The report by Gordon Hanson, a UC San Diego professor of economics who was commissioned by Migration Policy Institute, a non-profit organization that studies immigration, found that illegal immigrants provide a ready source of manpower in agriculture, construction, maintenance and other lower end jobs that are not appealing to domestic workers.
The education level in the U.S. has risen in the past 50 years. In 1960 half the nation’s U.S. born working-age population did not have high school diplomas but not it’s down to only 8 percent, the report said. This leaves more lower skilled jobs unfilled.
In hiring undocumented workers, employers seek to gain capital by having lower labor costs and migrant workers seek to gain more than two times their income from their home country.
The only group negatively impacted by illegal immigrants in the workforce are lower skilled domestic workers, but according to the report the impact is low.
“Illegal immigration produces a tiny net gain to the U.S. economy after subtracting U.S. born workers’ losses from U.S. employers’ gain,” Hanson said.
“If we account for the small fiscal burden that unauthorized immigrants impose, the overall economic benefit is close enough to zero to be essentially a wash,” he said.
Most agricultural companies hire migrant workers through the H-2A legal guest worker program. But since the Department of Labor announced their final rule on changes to the H-2A program, which went into effect March 15, the process of hiring legal migrant workers is more burdensome to the ag industry.
“If it were a more managerial system, more workers would be hired through guest worker program and that would inherently cut down on illegal immigrants being hired … most present fraudulent documents to employers who don’t know they are illegal,” Royce said.
It can cost more than $1,000 to recruit a migrant worker through the H-2A program but it is the preferred method because it gives employers a secure and reliable workforce.
Will Bennett, consultant and manager for ME H2A LLC., in Avon Park, recruits H-2A workers for his clients.
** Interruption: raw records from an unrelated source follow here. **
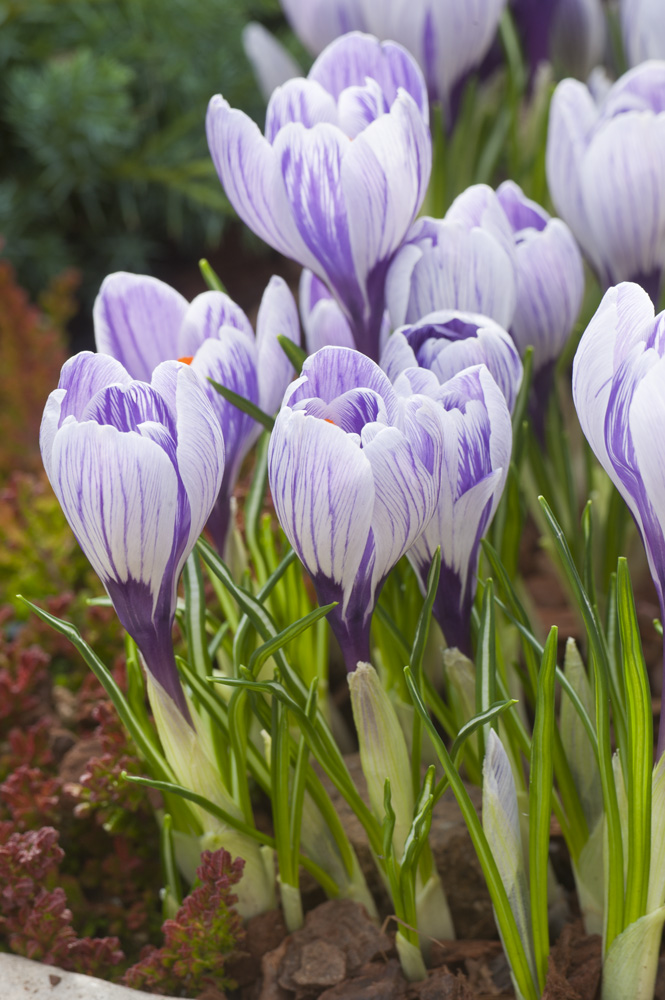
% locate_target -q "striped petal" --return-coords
[268,407,374,610]
[256,275,300,414]
[93,271,187,382]
[178,291,254,361]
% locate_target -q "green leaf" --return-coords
[602,906,665,1000]
[476,579,496,760]
[450,698,518,766]
[539,497,624,950]
[199,257,228,295]
[159,813,182,909]
[617,557,653,927]
[529,625,558,990]
[247,601,337,677]
[404,667,538,1000]
[277,333,307,375]
[208,378,275,431]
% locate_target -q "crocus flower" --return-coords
[621,0,665,66]
[94,272,300,552]
[381,310,522,412]
[547,62,665,301]
[386,184,517,329]
[395,365,512,656]
[573,282,665,755]
[207,33,431,358]
[40,352,224,718]
[512,0,604,80]
[280,0,367,56]
[358,0,506,117]
[490,181,584,440]
[268,347,442,671]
Although he does not support the hiring of illegal workers he can see why some organizations take that route.
With the changes to the H-2A program there is a higher likelihood of undocumented workers being hired in the ag industry, he said.
“On the one side the consumer doesn’t have to pay as much for goods. On the other side undocumented workers have anchor children and use social services,” Bennett said.
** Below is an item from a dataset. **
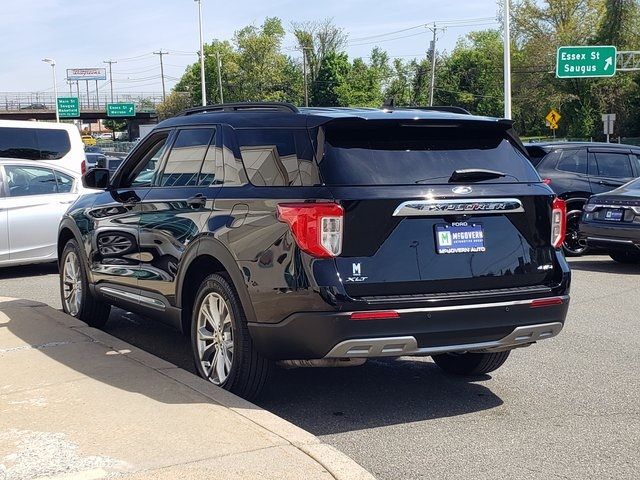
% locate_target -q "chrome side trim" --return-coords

Former Avon Park Mayor Tom Macklin, who has been vocally opposed to illegal immigration, disagreed with the report.
“It’s laughable as far as I am concerned,” Macklin said.
In 2006 Macklin proposed an ordinance called the Illegal Immigration Relief Act that would have denied permits to businesses that assist illegal immigrants, fine residents who rent to them and would have made English the official language of the city government. The ordinance did not pass.
Macklin said illegal immigration poses three main problems: it increases crime and burdens the prison system, increases costs and co-pays for paying health care customers, and puts financial pressures on the school system to translate and teach non-native students English.
In the United States 59 percent of undocumented immigrants are from Mexico, 15 percent are from Central America and the Caribbean, 7 percent are from South America, according to Hanson’s report. The majority have crossed the U.S. Mexico border illegally.
Macklin sees illegal immigration as a problem beyond Mexico and Central America.
“There’s a terrible misconception that the only people in this country who are here illegally have crossed the borders. That’s not the case. It’s much easier for someone who is caucasian or black to blend in with the country,” Macklin said.
In the U.S., 19 percent of illegal immigrants are from Asia, Canada and Europe, most of them who have over stayed their visas, according to the report.
Although locals are not convinced that hiring illegal immigrants is the best tactic, the agricultural industry said it is filling the gaps in employment opportunities that domestic workers do not want.
“The only reason there is opportunity for them to work is because domestic workers have passed the opportunity,” Royce said.